Die Abgeordneten zum Nationalrat Dr. Reinhard Eugen Bösch, Kolleginnen und Kollegen, haben am 9. Juli 2007 unter der Nummer Zl. 1332/J-NR/2007 an mich eine schriftliche parlamentarische Anfrage betreffend „eventueller Rechtsverbindlichkeit der Grundrechte-Charta und deren Folgen" gerichtet.

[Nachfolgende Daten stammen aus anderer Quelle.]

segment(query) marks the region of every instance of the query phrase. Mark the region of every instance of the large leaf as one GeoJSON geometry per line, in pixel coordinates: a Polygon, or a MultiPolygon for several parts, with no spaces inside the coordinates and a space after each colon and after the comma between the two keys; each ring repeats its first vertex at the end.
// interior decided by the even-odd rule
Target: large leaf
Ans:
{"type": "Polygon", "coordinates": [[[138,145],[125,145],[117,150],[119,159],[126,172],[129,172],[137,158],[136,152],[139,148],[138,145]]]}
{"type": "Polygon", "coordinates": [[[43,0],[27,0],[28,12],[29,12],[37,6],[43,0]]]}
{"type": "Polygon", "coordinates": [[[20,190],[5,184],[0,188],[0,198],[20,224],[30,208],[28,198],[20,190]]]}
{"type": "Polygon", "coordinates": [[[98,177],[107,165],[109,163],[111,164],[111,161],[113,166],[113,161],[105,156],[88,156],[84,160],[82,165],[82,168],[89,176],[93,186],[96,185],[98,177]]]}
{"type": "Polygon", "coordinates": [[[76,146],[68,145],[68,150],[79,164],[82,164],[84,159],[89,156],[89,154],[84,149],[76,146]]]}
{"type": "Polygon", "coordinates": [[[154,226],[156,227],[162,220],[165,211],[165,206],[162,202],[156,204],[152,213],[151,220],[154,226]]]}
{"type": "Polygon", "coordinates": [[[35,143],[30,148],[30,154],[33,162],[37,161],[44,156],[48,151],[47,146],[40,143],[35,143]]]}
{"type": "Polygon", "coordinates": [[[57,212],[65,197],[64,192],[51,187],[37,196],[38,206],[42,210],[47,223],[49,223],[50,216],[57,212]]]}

Diese Anfrage beantworte ich wie folgt:

Zu den Fragen 1 bis 3:

Die Charta der Grundrechte der Europäischen Union enthält zwar ein Verbot der Diskriminierung von Einzelpersonen aufgrund der Zugehörigkeit zu einer nationalen Minderheit, aber keine Regelung des Selbstbestimmungsrechts der Völker. Mit Rechtsverbindlichkeit der Charta der Grundrechte der Europäischen Union ändert sich daher nichts an der Umsetzung des Selbstbestimmungsrechts der Südtiroler.

Zu den Fragen 4 bis 9:

Wie vor dem Beitritt Sloweniens und der Tschechischen Republik zur Europäischen Union auf Anregung Österreichs genauestens geprüft wurde, lässt der Vertrag zur Gründung der Europäischen Gemeinschaft gemäß seinem Art. 295 die Eigentumsordnung in den verschiedenen Mitgliedstaaten unberührt.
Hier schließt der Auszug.